1950-60 dönemi içindeki 1950 fiyatlarıyla adam başına GSMH %38.6 artış göstermesine karşın, kamu hizmetinde çalışan aylıklı ve ücretli memurların 1960 yılındaki gelir artışı 1950’ye göre %9 oranın­da yükselmiştir. Demek oluyor ki, 1950-60 döneminde yurdun ortalama yaşama düzeyindeki bir artış olmasına karşılık, kamu kesiminde ça­lışan aylıklı ve ücretlilerin yaşama düzeyindeki artış, genel artışa göre daha düşüktür.

İşçi Sigortalarına bağlı işçi ücretleri incelenirse bu dönem i­çinde ortalama %25 bir gelir artışının sağlanmış olduğu, fakat bu artışın, yine genel artışın altında kaldığı görülmektedir.

Tarım kesimindeki gelir artışı ise %20 dolaylarında olmuş, yine genel artış düzeyi altında kalmıştır.

Sağlık kurumlarındaki yatak sayısı, 1945’de 16.133 iken 1960’da 45.807 olmuştur.

DP’ye dinci cephe ile sıkı ilişkileri yönünden sert eleştiriler gelmiştir. İktidarlarının ilk haftasında Türkçe ezanı, Arapça ezana çevrilmesi ve tutan-tutmayan inkılaplar ayrımını yapması bununla birlikte başbakanın (Menderes), parlamentoya -daha doğrusu kendi Mec­lis grubuna- “siz isterseniz hilafeti geri getirebilirsiniz” demesi, DP’yi “karşı-devrimci” olarak nitelendirilecektir.

Din konusunda tavizler gerçekte 1946 seçimlerinden sonra CHP tarafından veriliyor. 1946-50 seçimleri arasında, hükümet esas olarak tavizkar ve yatıştırıcı bir politika izledi[6]. İlkokullara din dersi konması (1949), Hacca gideceklere döviz tahsis edilmesi (1948), İmam Hatip kurslarının (1949), İlahiyat Faküıtesinin(1949) açılması halkın CHP’yi değerlendirilmesinde değişiklik yapmamıştır[7].

H.V.Velidedeoğlu’ya göre, Atatürk, çağdaş doğrultudaki devrimin kök salıp yaşaması için onu halk mektepleri, halkevleri ve halko­daları yoluyla topluma mal etme yolunu tutmuştu.
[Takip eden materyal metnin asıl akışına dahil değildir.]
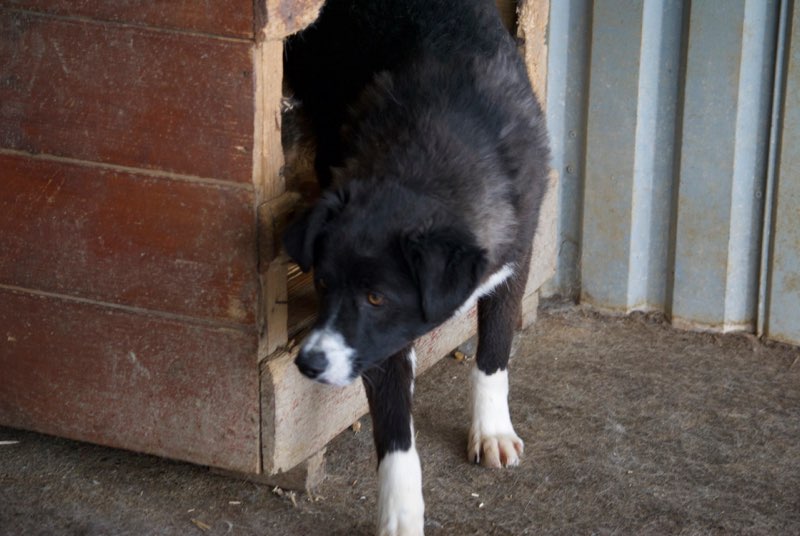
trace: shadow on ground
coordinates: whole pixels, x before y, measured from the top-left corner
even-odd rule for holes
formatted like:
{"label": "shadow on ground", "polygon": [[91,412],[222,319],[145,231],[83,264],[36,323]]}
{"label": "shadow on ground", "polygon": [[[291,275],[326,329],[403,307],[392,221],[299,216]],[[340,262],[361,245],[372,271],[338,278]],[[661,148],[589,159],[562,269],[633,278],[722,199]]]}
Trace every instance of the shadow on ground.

Karşı devrimciler­de karşı devrimin Türk toplumuna yayılması için önce gizli, sonra­ları açık olarak Kuran kursları açtılar. Bu kurslar büyük bir hız­la ülkeye yaydırıldı. Atatürk ve İnönü döneminde sinmiş olan tarikatlar yeniden harekete geçti ve şeyhler yörelerine topladıkları müritleriyle karşı devrim karanlığını bütün ülkeye yayma yolunu tuttular. DP iktidarı bu gidişe göz yumuyordu[8]

DP, iktidarı döneminde 5.000 tane cami yaptırılmış, 15.000 tane turbe halka açılmıştır. Böyle bir sonuç şaşırtıcı olmamalıdır, çünkü 1946-50 dönemi muhalefetinin bir odağı pazar ise öbürü de dindi.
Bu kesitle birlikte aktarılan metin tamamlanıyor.